Başkalarına kızarak ancak kendine zarar verirsin. Bu kadar ümitsiz olma. Ama blogu bırakman iyi olmuş bence. Şu dönemde önceliğin üniversite sınavı olmalı. üniversitelerde çok güzel sosyal oluşumlar var. ORalarda ön plana çıkabilirsin. Ama öncelikle büyük şehirlerden birinde üniversite kazanmalısın.

thegunners16 dedi ki...

bırakmasıydın keşke bee..
hazırladığın yenni temadan belliydi hayata küskünlüğün gerçekten karışık bir durum..
yolun açık olsun nediyelim...

Selocan dedi ki...

Haydaa. La olum hayatta ne bok olursa olsun kendinden önemli değildir. Sktir et.

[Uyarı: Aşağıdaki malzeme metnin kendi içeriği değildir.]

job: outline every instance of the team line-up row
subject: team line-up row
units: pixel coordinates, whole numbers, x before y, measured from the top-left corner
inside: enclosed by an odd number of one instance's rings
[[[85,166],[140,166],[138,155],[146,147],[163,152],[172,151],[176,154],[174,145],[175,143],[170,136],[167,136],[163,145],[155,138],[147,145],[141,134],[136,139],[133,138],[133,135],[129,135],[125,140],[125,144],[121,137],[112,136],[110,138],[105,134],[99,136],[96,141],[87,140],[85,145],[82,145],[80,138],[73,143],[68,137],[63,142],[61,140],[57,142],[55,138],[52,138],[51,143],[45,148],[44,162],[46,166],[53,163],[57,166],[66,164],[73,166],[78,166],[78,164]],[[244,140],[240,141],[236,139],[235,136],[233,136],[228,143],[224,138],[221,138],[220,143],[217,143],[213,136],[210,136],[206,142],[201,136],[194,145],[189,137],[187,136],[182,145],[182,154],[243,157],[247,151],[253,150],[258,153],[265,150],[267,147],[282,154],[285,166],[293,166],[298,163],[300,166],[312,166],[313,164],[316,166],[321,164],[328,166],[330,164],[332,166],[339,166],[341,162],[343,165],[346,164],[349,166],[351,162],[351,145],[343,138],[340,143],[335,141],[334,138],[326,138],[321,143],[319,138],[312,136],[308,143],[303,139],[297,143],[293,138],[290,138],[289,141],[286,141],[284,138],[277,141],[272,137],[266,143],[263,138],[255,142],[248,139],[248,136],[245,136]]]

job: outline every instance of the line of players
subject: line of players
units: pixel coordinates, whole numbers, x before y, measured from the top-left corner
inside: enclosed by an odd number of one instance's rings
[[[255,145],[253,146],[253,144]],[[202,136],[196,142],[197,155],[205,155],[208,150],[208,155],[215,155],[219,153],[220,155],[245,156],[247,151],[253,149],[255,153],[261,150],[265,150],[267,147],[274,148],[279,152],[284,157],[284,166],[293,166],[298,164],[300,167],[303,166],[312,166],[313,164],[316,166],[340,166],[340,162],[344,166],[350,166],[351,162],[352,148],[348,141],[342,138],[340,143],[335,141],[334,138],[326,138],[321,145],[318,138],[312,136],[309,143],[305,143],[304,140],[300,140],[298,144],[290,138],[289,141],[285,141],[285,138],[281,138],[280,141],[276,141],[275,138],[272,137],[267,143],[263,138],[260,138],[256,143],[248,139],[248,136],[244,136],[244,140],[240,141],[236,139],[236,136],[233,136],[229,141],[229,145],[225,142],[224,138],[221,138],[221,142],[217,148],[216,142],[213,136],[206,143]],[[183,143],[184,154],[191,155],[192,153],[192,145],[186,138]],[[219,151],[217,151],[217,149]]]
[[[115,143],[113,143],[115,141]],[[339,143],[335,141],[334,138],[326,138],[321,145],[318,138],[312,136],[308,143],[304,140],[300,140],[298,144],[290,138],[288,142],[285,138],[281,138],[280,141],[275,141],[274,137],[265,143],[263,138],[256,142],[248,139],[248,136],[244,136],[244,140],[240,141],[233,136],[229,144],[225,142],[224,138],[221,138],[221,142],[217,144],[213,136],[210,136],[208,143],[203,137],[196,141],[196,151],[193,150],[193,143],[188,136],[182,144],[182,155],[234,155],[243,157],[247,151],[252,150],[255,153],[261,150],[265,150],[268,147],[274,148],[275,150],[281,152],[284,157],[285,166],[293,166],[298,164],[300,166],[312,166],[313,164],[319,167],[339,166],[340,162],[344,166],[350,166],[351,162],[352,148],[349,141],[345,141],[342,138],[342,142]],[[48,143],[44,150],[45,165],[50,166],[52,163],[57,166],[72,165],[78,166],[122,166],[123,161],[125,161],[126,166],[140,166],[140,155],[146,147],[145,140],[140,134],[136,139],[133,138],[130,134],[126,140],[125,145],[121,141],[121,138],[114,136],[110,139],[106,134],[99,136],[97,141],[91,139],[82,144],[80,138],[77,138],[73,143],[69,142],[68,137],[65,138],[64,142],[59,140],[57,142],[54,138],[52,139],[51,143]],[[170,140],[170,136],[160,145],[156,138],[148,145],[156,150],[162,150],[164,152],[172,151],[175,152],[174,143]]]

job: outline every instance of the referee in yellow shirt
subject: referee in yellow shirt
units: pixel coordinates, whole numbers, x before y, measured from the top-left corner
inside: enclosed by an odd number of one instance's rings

Kendini topla, sınavını hallet sonra gel yine yaz.

Adsız dedi ki...

Yanlış anlamanı istemem ama ilk kez bloguna girdim ve hoşuma gitti. yazınıda gördüm yazına baktım blogda yaptıklarınıza baktım. 18 yaşında olduğunu okuduğumda acaba yanlışmı okudum dedim ve tekrar tekrar o cümleni okudum. yanlışmı okudum dedim. cümleni anlamak için tekrar tekrar gözden geçirdim. 18 yaşında birisi için bence güzel şeyler başarmışsın. sanırım şu an büyük bir sıkıntıdasın ve aklına başardıkların değilde daha çok başarısızlıkların geliyor. olumsuzluklar yankılanıyor beyninde.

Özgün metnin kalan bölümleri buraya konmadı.